Tabanca Grande Luís Graça disse...

Já corrigi, Faro e não Portimão. Ab, Luis

Anónimo disse...

Obrigado Eduardo Estrela por partilhares estas vivências da nossa meninice.
Nunca gostei, nem gosto, de andar de camioneta, sempre enjoei e continuo a enjoar.
Adoro mesmo é andar de comboio. Contudo, viajar de comboio já não dá a pica, do tempo da máquina a vapor e dos bancos de pau.
Tenho registado na minha memória as viagens de comboio de Famalicão à Povoa de Varzim (para ir à praia), em linha estreita, em que iniciava a viagem de camisa branca e chegava à Póvoa de camisa preta.
Outra das viagens que não me saem da memória, já contada aqui, foi fazer a linha do Corgo da Régua a Chaves, onde fui colocado depois da especialidade de Armas pesadas em Tavira. Duas linhas que infelizmente foram desativadas dando lugar a ciclo vias.

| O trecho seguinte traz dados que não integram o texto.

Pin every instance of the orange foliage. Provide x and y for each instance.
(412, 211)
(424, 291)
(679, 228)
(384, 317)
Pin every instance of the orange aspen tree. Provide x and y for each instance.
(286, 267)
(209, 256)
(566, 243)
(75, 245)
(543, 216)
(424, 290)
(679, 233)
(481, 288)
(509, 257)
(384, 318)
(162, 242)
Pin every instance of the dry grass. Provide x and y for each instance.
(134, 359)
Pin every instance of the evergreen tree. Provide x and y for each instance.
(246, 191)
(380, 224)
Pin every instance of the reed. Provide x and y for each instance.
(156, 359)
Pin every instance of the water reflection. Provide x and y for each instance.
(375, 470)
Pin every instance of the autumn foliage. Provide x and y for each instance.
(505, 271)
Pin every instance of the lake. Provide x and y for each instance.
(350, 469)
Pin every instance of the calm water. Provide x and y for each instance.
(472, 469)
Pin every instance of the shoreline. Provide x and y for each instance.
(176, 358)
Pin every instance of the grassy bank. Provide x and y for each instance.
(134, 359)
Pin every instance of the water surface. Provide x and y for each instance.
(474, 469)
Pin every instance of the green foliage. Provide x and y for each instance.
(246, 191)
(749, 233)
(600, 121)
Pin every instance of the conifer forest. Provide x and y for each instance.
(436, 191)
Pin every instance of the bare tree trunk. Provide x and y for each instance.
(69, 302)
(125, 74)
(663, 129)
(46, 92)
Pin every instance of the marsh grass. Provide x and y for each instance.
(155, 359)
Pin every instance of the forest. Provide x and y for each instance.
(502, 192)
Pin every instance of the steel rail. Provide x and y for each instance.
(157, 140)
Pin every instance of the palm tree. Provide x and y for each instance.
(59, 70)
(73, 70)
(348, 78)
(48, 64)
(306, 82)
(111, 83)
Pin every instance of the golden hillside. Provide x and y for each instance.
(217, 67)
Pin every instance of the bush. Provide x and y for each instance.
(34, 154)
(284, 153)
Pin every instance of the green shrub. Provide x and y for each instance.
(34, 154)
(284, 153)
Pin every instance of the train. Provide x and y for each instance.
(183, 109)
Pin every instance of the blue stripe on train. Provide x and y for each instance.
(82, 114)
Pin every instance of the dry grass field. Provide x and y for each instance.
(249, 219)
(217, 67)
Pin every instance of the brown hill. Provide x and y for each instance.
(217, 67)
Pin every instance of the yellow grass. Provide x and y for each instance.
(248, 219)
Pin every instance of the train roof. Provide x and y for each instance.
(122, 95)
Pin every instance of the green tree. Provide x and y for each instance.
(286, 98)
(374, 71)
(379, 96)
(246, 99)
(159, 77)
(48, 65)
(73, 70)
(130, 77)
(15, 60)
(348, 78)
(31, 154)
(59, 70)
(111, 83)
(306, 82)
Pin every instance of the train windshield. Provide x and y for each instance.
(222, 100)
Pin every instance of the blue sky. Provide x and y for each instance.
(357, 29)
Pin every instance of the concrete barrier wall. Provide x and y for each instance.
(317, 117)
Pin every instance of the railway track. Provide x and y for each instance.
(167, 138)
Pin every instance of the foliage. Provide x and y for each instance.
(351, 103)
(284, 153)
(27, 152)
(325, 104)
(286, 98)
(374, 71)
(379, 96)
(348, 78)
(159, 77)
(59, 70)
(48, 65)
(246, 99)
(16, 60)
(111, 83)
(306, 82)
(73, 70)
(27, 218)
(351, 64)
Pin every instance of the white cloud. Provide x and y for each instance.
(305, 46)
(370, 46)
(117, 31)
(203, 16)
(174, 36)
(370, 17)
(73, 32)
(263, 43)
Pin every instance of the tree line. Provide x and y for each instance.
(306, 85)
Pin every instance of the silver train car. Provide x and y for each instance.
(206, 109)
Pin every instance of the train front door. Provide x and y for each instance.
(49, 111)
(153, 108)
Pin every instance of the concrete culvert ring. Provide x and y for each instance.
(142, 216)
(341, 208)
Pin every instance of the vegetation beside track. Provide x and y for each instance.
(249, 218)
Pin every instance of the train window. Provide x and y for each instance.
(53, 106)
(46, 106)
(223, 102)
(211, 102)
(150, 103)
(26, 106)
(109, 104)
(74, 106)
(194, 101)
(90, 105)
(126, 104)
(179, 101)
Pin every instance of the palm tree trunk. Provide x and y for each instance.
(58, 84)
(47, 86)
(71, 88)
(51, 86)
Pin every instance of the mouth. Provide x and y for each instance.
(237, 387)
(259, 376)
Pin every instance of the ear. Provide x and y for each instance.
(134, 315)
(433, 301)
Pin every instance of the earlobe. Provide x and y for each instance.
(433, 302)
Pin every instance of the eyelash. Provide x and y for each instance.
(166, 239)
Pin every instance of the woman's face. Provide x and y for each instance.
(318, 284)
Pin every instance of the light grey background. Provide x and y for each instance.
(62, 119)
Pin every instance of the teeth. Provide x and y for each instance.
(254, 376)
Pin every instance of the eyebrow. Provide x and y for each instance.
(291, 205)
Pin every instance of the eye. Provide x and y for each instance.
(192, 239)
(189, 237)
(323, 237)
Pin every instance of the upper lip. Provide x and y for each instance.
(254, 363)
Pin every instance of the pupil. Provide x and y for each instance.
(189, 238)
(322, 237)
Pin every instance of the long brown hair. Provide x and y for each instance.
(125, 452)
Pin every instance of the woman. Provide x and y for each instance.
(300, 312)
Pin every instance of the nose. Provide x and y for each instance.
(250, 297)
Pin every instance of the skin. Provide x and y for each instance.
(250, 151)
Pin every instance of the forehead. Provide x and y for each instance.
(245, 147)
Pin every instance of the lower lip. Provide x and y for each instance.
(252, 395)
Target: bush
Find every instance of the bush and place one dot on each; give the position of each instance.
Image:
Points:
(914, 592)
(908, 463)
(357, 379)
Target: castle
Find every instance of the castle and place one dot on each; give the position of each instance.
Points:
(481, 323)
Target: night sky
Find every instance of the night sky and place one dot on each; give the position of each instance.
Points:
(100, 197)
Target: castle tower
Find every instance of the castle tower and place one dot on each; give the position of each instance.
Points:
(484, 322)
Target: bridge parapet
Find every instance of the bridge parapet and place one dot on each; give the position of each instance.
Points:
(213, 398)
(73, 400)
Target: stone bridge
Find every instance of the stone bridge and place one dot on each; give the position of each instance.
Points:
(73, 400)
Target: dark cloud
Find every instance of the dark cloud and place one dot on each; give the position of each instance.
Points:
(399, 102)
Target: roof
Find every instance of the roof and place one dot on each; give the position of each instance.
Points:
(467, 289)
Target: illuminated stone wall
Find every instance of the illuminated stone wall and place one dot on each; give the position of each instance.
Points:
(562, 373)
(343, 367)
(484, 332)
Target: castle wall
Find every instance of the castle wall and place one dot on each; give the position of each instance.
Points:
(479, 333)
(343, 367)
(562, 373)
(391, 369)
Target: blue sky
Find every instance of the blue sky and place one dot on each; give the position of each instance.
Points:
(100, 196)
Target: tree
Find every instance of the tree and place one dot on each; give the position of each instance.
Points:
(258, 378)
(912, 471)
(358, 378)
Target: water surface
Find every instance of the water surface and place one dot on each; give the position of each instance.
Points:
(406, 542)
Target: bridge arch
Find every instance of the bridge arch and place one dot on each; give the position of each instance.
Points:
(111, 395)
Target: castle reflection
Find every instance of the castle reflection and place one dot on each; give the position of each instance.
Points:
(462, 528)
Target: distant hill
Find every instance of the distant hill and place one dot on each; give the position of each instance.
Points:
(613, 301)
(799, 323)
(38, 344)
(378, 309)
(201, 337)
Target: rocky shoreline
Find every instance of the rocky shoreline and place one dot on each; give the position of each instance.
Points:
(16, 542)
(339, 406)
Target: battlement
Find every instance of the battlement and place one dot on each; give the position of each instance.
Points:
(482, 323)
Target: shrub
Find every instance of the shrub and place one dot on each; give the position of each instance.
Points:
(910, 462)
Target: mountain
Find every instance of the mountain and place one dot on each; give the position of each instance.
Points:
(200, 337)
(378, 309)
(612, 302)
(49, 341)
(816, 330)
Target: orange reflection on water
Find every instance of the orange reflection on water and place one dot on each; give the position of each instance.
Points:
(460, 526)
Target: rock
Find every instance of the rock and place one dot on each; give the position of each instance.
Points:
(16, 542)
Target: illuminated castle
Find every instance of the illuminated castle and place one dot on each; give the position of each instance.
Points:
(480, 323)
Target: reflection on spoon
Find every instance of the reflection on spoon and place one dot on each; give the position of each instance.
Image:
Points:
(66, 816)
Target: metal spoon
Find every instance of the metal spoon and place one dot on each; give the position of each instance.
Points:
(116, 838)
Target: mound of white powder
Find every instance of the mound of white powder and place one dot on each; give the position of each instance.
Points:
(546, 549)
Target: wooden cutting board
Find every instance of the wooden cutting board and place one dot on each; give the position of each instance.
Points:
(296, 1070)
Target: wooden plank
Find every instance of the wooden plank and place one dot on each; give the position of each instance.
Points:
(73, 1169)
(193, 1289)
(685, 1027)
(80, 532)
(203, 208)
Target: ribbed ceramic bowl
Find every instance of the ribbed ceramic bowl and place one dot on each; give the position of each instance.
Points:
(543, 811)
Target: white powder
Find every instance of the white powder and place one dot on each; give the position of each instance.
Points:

Enfim! Modernices!!!
Um abraço
Joaquim Costa

Eduardo Estrela disse...

Também gosto muito mais de viajar de comboio Joaquim Costa.
Há 60 ou mais anos, circulavam na linha do Algarve umas automotoras que na frente, para além da cabine do maquinista, tinham ao lado um espaço onde se podia viajar de pé e apreciar a linha numa extensão bem grande. Imaginava ser eu o ferroviário e dominar a máquina no trajecto que fazia. Mas essa benesse visual só era possível num percurso, aquele em que a cabine de comando utilizada não era a da zona da 1a classe.
Só usufruía da mesma quando a automotora circulava no sentido Vila Real de Santo António/Lagos
Forte abraço
Eduardo Estrela

Valdemar Silva disse...

Sim, Estrela.
A Rua Palmira, muito conhecida por ser frequentada por quem ia fazer o exame de código para a carta de condução.

Valdemar Queiroz

Eduardo Estrela disse...

Precisamente Valdemar!!
Já não me recordava desse pormenor mas a tua prodigiosa memória ainda tem os arquivos activos e ordenados.
Grande abraço
Eduardo Estrela

Anónimo disse...

Amigo e camarada:


A morte do teu pai, tão cedo na vida dele e na tua, como pano fundo, entristece a tua viagem à capital tão fascinante e cheia de novas emoções , para ti que despertavas para a vida. Por outro lado gravou mais fundo na tua memória a oferta do relógio e dessa viagem, na sua companhia, foi um sonho de um menino que crescia. O meu pai morreu mais tarde , tinha 59 anos, mas nunca teve um gesto semelhante , nem comigo nem com os outros filhos ou filhas, éramos muitos. Não o culpo, era transmontano, trabalhou muito para todos nós.